Todd C. Fowler, an analyst at KeyBanc Capital Markets, added that EGL does not represent an attractive strategic fit to other freight forwarders because of its exposure to the air freight markets.
"We believe it is unlikely the company will receive any counteroffers," Fowler said in a research note.
Shares of other names in the sector also gained ground on the news. Shares Expeditors International added $1.53, or 3.8 percent, to $42.03, while UTi Worldwide jumped $1.05, or 3.5 percent, to $30.95. Both stocks trade on the Nasdaq.
Just the expenses for AIRT to be a public entity are enough justification for the company to be taken private.
The average micro cap company spends roughly $750,000 annually on exchange fees, audit fees, and other professional services. For AIRT, this equates to almost $0.20/year in EPS!! This would be immediate savings for a buyer.

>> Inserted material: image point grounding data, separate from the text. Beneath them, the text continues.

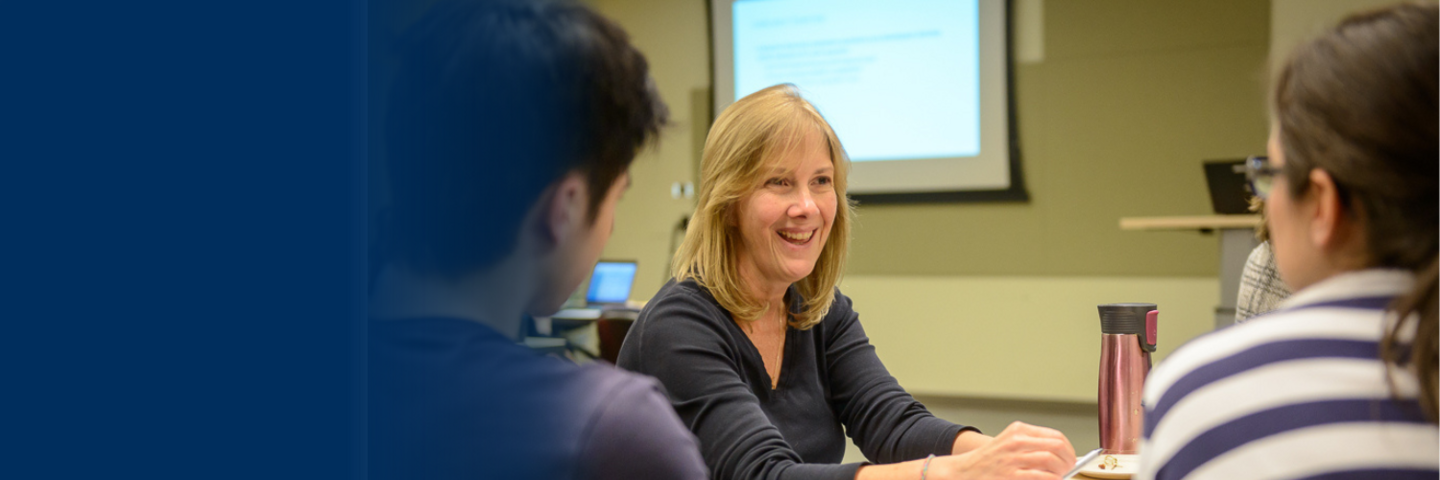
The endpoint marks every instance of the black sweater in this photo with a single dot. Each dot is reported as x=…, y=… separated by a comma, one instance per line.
x=830, y=376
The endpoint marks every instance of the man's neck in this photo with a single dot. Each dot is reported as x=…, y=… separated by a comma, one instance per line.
x=496, y=297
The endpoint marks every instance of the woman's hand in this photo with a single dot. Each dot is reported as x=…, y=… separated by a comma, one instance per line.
x=1020, y=451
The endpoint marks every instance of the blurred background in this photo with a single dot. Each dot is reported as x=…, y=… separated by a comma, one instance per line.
x=987, y=312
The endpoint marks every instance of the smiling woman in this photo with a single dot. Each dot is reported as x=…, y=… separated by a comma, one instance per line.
x=762, y=356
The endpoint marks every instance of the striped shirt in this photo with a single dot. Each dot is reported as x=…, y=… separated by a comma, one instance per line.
x=1295, y=394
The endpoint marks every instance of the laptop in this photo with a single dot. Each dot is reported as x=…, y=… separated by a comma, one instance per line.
x=608, y=290
x=611, y=284
x=1229, y=189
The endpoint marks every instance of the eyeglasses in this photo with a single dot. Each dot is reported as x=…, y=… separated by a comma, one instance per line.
x=1260, y=176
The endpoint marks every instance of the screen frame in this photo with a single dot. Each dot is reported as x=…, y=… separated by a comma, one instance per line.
x=589, y=283
x=722, y=46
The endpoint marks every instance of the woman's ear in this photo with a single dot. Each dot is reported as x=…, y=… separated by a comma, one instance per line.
x=1328, y=219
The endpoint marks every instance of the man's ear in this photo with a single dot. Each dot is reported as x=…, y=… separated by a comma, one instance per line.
x=565, y=208
x=1326, y=211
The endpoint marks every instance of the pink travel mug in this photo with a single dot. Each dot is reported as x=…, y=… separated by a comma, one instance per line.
x=1126, y=340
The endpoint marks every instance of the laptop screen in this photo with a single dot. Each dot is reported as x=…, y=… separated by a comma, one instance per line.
x=611, y=283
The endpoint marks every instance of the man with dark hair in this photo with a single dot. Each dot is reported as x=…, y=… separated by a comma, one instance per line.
x=510, y=129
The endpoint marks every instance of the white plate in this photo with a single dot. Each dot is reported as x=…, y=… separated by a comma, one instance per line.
x=1123, y=467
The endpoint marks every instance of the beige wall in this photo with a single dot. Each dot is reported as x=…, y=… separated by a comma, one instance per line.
x=988, y=310
x=1115, y=121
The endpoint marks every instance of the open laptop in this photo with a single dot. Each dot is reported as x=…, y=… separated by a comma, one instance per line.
x=1229, y=190
x=611, y=284
x=608, y=290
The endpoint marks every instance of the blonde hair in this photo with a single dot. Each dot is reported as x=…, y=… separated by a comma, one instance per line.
x=748, y=134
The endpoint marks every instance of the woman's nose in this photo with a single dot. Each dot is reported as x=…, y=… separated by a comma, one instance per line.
x=804, y=205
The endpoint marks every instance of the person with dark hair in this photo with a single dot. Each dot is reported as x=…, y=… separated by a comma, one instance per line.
x=1339, y=381
x=510, y=129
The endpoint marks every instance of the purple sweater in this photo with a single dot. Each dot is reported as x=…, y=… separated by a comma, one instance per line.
x=451, y=398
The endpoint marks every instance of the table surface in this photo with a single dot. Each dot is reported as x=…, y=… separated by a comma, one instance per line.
x=1188, y=222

I always wonder about the morality of a CEO taking a company private. Was he really working for the benefit of the shareholders to increase share value? Is it to his benefit to keep the outlook hidden and the share price down so he can get a better deal and bigger profit? There certainly seems to be a conflict of interest to me. Any other thoughts? By the way, this is a general question and not directly concerning AIRT.